What are the staples of dietary management of gastroparesis?

A
  • Control of blood glucose
  • Small, frequent meals
  • Low-fat diet b/c high-fat diet delays gastric emptying (CCK)
  • Avoid insoluble fiber (fruits, vegetables) -> clearly don’t want to eliminate fruits and veggies, but rather just keep them somewhat to a minimum
29
Q

Metoclopramide

A
  • D2 (dopamine) antagonist that enhances gastric antral contractions; first-line therapy
  • FDA-approved for up to 12 weeks use (4x/day)
  • Side effects limit use in up to 30% of patients
    1. Drowsiness, fatigue, agitation
    2. Hyperprolactinemia: impotence, galactorrhea, amenorrhea -> reversible w/discontinuing drug
  • Tardive Dyskinesia BBW: reason for the 12-wk limit
    1. Irreversible, catastrophic side-effect
    2. 1-10% of pts when taken >3 mos
    2. Repetitive, involuntary, purposeless mvmts: grimacing, lip smacking, tongue mvmts, blinking
30
Q

Erythromycin

A
  • Macrolide AB and motilin agonist
  • Liquid formulation TID b4 meals
  • Tachyphylaxis common: rapidly diminishing response to successive doses of a drug, rendering it less effective
    1. Do not treat for >4 weeks at a time
  • IV more effective than PO: can use for emergent endoscopy to clear out bleeding/clots from stomach
31
Q

Domperidone

A
  • D2 (dopamine) antagonist not readily available in US (have to order from Canada)
  • 10-20 mg TID
  • Can prolong QT interval
32
Q

Surgical options to tx gastroparesis?

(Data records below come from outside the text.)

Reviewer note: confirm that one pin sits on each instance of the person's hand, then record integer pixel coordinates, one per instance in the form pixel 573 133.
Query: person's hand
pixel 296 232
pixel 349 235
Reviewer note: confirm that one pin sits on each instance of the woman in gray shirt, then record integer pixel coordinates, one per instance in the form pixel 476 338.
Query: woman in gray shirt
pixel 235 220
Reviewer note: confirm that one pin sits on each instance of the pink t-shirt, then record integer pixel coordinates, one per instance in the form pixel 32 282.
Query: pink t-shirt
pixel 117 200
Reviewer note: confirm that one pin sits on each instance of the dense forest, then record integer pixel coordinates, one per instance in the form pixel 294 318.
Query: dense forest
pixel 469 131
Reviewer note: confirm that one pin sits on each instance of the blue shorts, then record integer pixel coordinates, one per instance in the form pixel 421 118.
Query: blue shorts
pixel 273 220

Who should get these?

A
  • “Venting” PEG: allows pt to “drain” their stomach from the outside
  • Jejunal feedings: may not have normal small bowel motility either though
  • Gastric electrical stimulation: kind of like a “pacemaker” for the stomach
    1. Never proven to reduce gastric emptying time, but patients seem to be pleased with them
  • These are for severe, or refractory cases, i.e., those who have symptoms like WEIGHT LOSS
33
Q

What is the MCC of gastroparesis?

A
  • Idiopathic
  • Remember: some idiopathic patients may have functional dyspepsia mislabeled as gastroparesis
34
Q

What condition needs to be ruled out prior to giving a diagnosis of gastroparesis?

A
  • Gastric outlet obstruction
  • Can rule this out via endoscopy, barium swallow, or CT
35
Q

Tardive dyskinesia is a side-effect of which mediation?